Not coming off as nothing.. Sorry the vendor sucks so much that hecheats the system and makes the good guys look bad. Im not worried about about him im worried others will follow and make a bunch of new guide lines.. Sorry you think im being a "child" I worked hard for what i have and gone i dont need a hill jack coming in plowing threw the homes and making other vendors look bad.. So before you judge me understand where im coming from. 


say a guy could milk 50 cows in 20 mins but spilt 5 gallons of it.. all profit wasted, the other guy milks the other 50 cows but take 45 mins and saves that 5 gallons but also didnt leave a mess and left the site clean for the next milker.. What does that say and do.. the next person is going to get pissed they have to work in sloppy condts, is also going to treat the rest of his work station the same and not care just to get done!! stupid way of looking at it but its the only thing i could think of lol.. thanks for the tip.. jus trying to keep the good guys names good and the bad ones left in the mud thats all... I stage photos but i also dont go back a week or so later...i do have my guys do there job and do it right.


----------



## ezdayman (Jan 7, 2014)

*hard*

its hard typing that much on a cell phone sorry for the gramer lol. :thumbsup:


----------



## Cleanupman (Nov 23, 2012)

entertaining....


----------



## PropertyWerX LTD. (Apr 15, 2013)

I'm pretty sure everyone in this industry stages.. Atleast I do, But its not a week later when we come to pick up our debris, at the most 2-3 days. And we only stage if the dump is already closed or we know we have more debris coming that week. 

Just my 2 cents...


----------



## timcdo (Mar 16, 2014)

I stage from time to time depending on the circumstances. However its always taken care of within a day or two. Usually due to the dump being closed or a major issue that needs to be handled right away elsewhere.


----------



## carlfryguy (Jul 20, 2014)

been in the industry for several years and never heard the term "staging" before. What do you mean by "staging?"


----------



## BamaPPC (May 7, 2012)

staging is where you clean up one room, say the garage, take an after picture showing its all cleaned up. then you move everything from all over the house/property into the garage so you can take pictures of the rest of the place cleaned. Then you leave the debris in the garage for a day or so until you can make it back to actually remove all the debris.

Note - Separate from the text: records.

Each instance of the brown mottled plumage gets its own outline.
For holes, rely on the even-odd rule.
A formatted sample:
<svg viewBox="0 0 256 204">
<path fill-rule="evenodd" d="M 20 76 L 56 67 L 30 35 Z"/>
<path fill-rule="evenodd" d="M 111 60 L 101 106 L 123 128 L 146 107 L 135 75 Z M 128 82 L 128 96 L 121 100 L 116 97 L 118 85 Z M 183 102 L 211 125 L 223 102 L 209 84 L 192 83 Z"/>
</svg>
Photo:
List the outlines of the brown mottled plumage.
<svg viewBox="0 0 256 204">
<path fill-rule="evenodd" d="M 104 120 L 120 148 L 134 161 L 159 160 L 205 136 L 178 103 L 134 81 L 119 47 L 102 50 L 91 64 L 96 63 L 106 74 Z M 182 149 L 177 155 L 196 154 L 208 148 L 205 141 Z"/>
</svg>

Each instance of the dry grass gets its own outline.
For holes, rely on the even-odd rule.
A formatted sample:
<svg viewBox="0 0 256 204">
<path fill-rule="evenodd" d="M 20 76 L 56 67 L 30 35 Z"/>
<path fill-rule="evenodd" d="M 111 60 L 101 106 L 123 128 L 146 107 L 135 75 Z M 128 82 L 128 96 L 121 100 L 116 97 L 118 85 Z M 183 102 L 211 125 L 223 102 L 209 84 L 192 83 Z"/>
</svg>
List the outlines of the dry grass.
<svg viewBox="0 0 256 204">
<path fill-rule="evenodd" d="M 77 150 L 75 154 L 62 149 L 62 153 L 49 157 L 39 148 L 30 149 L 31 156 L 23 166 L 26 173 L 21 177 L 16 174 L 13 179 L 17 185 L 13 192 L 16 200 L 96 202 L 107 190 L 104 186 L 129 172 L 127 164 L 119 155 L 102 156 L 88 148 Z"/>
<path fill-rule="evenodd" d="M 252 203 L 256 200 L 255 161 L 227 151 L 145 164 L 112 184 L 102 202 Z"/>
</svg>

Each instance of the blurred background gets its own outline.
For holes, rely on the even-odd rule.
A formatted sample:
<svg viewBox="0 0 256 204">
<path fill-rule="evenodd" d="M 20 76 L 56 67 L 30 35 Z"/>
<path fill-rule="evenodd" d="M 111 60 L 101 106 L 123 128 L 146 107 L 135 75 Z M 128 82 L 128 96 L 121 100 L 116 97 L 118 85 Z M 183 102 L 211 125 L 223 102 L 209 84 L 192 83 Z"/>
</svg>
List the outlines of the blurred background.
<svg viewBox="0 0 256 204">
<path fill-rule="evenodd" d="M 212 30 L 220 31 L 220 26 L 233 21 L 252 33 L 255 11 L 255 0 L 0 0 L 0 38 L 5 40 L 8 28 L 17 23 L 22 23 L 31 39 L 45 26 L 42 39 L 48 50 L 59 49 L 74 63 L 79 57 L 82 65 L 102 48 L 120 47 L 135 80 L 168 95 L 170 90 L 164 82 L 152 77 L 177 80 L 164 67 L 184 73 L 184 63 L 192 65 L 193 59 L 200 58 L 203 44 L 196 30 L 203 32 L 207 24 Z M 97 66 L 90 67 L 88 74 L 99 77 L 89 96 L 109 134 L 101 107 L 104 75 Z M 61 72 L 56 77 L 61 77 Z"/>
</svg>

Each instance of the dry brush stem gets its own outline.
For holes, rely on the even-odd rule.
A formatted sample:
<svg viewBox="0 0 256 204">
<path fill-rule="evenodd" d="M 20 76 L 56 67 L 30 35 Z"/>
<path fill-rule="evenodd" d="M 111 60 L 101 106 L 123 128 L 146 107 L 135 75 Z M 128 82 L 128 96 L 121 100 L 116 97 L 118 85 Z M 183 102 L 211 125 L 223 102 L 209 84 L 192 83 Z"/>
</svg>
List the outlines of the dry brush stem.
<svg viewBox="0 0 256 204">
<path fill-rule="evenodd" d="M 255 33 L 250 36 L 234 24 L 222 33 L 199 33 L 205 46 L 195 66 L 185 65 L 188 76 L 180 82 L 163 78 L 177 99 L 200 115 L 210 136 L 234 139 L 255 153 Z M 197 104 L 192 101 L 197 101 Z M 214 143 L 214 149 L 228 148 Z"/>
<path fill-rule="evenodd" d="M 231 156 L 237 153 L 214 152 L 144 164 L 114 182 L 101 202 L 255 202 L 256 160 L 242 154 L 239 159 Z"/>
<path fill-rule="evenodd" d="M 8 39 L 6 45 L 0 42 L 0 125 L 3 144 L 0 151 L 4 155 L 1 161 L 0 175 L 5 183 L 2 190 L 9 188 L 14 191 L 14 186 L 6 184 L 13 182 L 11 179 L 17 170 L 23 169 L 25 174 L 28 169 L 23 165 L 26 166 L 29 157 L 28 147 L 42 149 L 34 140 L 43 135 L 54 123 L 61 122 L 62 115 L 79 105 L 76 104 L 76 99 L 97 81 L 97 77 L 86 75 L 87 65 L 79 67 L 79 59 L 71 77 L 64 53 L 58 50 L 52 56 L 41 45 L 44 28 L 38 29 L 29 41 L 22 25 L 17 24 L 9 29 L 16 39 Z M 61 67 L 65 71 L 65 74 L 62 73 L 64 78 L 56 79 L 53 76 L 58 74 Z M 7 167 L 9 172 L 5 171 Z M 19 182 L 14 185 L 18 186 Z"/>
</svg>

Reasons to do this, dump closed (weekend), roll-off dumpster company couldn't make it to the site the day you needed to complete. Dump not accessible - too much rain. your trash trailer not in service, your truck that hauls the trailer not in service. ect, ect. 

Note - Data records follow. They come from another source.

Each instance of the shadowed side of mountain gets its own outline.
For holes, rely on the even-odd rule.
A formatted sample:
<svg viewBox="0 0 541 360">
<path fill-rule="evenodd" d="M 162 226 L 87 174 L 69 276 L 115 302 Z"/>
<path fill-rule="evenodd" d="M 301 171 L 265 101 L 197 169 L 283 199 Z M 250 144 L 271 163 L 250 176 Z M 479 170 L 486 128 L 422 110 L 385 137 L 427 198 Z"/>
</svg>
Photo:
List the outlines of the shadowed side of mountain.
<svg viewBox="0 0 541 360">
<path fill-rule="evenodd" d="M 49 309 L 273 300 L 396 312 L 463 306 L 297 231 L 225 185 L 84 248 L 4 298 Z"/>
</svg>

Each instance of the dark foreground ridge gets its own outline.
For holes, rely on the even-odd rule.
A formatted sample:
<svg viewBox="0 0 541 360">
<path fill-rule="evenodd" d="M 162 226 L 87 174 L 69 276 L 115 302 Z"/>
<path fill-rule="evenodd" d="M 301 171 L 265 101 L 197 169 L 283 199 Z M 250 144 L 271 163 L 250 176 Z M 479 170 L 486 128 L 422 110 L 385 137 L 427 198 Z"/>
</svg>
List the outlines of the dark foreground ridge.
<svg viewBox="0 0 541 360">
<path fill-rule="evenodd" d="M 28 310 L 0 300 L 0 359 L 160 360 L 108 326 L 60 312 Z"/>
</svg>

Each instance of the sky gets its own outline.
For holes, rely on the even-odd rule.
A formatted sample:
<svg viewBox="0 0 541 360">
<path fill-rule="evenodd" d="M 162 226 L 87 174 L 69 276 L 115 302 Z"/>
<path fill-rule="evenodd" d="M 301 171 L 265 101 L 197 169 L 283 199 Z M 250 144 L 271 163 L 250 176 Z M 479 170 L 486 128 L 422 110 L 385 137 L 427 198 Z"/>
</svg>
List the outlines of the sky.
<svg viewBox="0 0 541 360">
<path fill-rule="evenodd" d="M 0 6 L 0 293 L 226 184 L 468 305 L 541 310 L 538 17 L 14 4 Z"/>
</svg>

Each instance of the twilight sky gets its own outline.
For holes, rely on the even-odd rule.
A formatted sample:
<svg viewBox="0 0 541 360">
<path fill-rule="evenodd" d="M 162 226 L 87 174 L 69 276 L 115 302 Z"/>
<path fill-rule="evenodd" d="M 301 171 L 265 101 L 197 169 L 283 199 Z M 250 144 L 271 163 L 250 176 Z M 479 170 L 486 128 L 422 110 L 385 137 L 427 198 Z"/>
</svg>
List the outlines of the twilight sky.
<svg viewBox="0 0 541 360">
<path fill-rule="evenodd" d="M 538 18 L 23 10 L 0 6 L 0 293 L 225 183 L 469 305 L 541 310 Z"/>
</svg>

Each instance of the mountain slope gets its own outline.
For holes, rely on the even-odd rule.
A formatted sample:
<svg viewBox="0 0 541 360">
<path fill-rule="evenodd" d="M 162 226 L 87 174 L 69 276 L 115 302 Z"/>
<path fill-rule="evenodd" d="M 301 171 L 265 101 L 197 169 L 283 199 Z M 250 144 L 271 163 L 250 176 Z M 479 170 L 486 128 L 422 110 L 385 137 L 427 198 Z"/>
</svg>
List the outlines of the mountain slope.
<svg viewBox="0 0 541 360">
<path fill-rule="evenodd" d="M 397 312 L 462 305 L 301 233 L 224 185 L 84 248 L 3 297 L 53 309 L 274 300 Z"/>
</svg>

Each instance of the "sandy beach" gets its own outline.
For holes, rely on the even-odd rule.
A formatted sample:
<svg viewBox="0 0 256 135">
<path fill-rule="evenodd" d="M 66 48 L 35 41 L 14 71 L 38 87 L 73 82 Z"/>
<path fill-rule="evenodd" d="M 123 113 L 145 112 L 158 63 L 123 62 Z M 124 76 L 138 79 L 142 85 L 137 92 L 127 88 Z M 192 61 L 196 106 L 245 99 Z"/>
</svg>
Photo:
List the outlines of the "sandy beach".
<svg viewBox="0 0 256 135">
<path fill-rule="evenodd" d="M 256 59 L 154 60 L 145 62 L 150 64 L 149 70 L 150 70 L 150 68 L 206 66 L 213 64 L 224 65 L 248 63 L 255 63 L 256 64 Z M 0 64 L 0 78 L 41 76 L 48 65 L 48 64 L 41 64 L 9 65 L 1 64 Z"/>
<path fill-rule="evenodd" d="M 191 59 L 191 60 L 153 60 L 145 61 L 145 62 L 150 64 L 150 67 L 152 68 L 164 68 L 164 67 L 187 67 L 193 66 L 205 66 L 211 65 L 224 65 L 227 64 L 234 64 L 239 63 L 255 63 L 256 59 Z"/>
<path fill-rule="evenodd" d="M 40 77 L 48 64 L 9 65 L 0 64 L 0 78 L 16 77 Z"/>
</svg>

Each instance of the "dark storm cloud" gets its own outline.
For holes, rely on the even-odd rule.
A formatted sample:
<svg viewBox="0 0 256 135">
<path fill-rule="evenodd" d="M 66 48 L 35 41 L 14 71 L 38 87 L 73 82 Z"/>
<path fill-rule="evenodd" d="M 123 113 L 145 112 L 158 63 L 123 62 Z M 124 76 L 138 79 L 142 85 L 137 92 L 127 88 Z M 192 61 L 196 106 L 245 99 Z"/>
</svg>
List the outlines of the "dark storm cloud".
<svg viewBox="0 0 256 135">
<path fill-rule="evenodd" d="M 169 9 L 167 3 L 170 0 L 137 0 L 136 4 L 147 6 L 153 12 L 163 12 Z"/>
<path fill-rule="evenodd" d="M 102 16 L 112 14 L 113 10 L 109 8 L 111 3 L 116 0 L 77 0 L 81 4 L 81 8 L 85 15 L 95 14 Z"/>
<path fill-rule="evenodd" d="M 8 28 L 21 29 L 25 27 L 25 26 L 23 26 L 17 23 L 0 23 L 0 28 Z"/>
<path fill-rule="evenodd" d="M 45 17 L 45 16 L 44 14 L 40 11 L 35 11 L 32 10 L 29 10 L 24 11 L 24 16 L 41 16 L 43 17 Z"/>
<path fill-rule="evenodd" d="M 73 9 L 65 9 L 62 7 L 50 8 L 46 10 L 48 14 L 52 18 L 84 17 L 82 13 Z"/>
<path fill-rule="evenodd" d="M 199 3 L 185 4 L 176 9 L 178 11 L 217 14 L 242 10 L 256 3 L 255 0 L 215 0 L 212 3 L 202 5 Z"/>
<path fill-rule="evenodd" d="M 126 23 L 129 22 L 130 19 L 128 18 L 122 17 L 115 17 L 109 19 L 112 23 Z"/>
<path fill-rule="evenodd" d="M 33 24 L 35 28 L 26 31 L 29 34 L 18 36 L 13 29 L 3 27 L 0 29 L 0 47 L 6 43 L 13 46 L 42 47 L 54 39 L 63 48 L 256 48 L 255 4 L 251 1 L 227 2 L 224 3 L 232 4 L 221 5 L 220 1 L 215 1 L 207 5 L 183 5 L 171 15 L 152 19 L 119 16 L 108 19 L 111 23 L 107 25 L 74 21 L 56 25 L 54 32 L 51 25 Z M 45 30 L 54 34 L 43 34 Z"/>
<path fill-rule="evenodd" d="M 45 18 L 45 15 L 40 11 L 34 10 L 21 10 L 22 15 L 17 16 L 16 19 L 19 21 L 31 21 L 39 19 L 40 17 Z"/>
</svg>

I've done it on a house that only had three cyds. Because my crew was busy elsewhere and I went out and "staged" the debris by myself. they came by later and removed the debris.


----------



## EXTKY (Dec 4, 2013)

If you stage the photos like this how do you get away with not taking before during and after of loading it onto the dump trailer or a not having a dump receipt?


----------



## npm (Nov 14, 2012)

EXTKY said:


> If you stage the photos like this how do you get away with not taking before during and after of loading it onto the dump trailer or a not having a dump receipt?


I never use the actual dump receipt. I always provide a "generic" dump receipt with the location of dump. Comes in handy for certain circumstances( especially shrub, grass clippings and branches) landfill around here don't except and the com post's don't provide receipts.

For myself my clients don't require loading photos just before , wip, and after.


----------